Farming is a vital source of food and income for millions across Africa– but there is still plenty of room for growth. As The World Bank recently reported, food production in sub-Saharan Africa needs to increase by 60 percent over the next 15 years to feed a growing population. But with the challenges to improve production, come new opportunities.
Women across the continent are taking matters into their own hands, and kick-starting an enthusiasm for agribusiness among young people. Farming and food have helped them break down gender barriers and reap the fruits of success.
Here are four companies doing just that:
A farm for the young
While most of the industry’s leaders are men, almost seven out of ten workers in the agricultural sector are female. According to the OECD, women own less than 1% of land in sub-Saharan Africa.
In 2011, former TV presenter Mavis Mduchwa won funding from a $100 million initiative known as the Tony Elumelu Entrepreneurship Programme to set up an agribusiness company. She used the money to start Chabana Farms, a poultry farm that provides training and work for unemployed young people. Mduchwa now counts herself among the minority of African female landowners.
“In Botswana, about 80% of people survive on agriculture, and many of those people are women,” she says. “But for you as a woman to turn it into a business, you have a challenge of finding land. Traditionally, men acquire it, so it’s hard to take that bold step and say, okay I need to change this land into my name.”
Mduchwa noticed that many businesses like her own were shutting down due to high prices for animal feed, which are often imported from South Africa. So Chabana Farms is currently setting up the area’s first feed manufacturing plant designed to help local farmers tackle this issue.
“If we can manufacture feed within the country for the people of Botswana, farmers will be able to have profitable businesses,” she explains.
The business of fruit
In Nigeria, women are planting the seeds to a successful business — by selling fruits and vegetables.
Affiong Williams is the founder of Reelfruit, a growing food company on a mission to whet the country’s appetite for fruit snacks. Launched in 2012, Williams invested $8,000 in savings to get her company up and running. In 2013, she won over $5,000 at a Women in Business Competition in the Netherlands.

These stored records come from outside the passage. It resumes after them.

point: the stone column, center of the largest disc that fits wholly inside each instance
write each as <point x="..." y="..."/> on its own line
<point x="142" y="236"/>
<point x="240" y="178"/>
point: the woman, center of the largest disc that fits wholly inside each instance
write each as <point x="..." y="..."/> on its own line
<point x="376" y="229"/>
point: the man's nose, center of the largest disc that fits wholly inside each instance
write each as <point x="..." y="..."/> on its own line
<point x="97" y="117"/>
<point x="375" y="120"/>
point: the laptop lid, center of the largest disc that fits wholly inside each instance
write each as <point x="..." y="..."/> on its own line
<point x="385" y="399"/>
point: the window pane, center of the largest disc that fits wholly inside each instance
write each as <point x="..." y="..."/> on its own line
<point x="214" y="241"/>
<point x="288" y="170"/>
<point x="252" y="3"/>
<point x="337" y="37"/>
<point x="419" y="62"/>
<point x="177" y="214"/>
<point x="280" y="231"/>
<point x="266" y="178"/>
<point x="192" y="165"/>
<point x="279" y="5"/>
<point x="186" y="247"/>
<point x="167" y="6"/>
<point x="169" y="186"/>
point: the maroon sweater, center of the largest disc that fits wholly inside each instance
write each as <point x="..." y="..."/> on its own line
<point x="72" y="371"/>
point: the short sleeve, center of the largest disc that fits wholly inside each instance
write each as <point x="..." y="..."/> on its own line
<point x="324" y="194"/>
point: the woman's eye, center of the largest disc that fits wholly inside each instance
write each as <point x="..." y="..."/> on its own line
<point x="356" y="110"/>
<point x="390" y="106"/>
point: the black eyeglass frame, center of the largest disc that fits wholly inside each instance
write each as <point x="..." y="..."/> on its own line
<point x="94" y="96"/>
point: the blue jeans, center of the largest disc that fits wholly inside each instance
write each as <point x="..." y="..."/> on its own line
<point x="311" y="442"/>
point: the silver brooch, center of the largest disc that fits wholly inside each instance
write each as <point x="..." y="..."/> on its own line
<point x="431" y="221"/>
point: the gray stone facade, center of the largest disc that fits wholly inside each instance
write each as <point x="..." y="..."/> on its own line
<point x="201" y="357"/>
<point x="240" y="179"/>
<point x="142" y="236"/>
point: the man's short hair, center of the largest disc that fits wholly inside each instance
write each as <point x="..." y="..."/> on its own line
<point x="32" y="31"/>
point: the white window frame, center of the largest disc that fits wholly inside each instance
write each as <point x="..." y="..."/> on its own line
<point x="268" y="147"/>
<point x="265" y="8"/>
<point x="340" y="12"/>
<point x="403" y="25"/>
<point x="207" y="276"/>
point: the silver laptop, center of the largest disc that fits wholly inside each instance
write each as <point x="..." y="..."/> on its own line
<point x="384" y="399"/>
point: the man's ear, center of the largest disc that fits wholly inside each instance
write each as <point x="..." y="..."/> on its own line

Reelfruit now sells a range of dried fruit including mango, pineapple and coconut in brightly colored packets in over 85 stores across Nigeria.
Going global
Like Williams, Congolese businesswoman Joujou Bomanga is on a mission to spread African produce, but has her sights set on breaking into the European market. Bomanga, who now lives in Belgium, set up company Evelea Foods in 2011.
“I noticed that there was a lack of certain African greens in the Belgian market,” she explains. “The idea was to introduce fresh high quality groceries from Congo into a European context.”
Evelea sells three traditional Congolese dishes made from cassava leaves, amaranth and a plant known as “ngai ngai”, all imported from Congo. Her products, which are sold in jars to stay fresh, are garnering interest among chefs and consumers in Europe and America.
“We’ve seen a lot of Europeans and Africans are receptive to what we’re doing at the moment,” Bomanga says. “Now we have offers from different chefs to try our products and adapt them into their restaurant menus, for things like bread loafs and snacks.”
Making “ag-tech” cool
Lack of communication and an agricultural market flooded with middlemen can spell out disaster for many rural farmers in Africa. Entrepreneurs are developing technologies to help them improve production and get a fair price for their produce. Such ventures in digital and mobile technology have given rise to a new industry known as “ag-tech”.
Jamila Abass and Linda Kwamboka run the Kenyan platform MFarm, a mobile app that connects Kenyan farmers with consumers via SMS messaging. Set up in 2010, MFarm also works as a virtual forum for farmers to connect with each other and get advice from industry experts.
Kwamboka said the idea came about when farmers in the news were constantly “complaining and literally crying on TV on how middlemen were taking their profits from produce sales.”
Inefficiency in the agribusiness value chain has been around for a while, but Kwamboka said: “Someone had to do something about it.”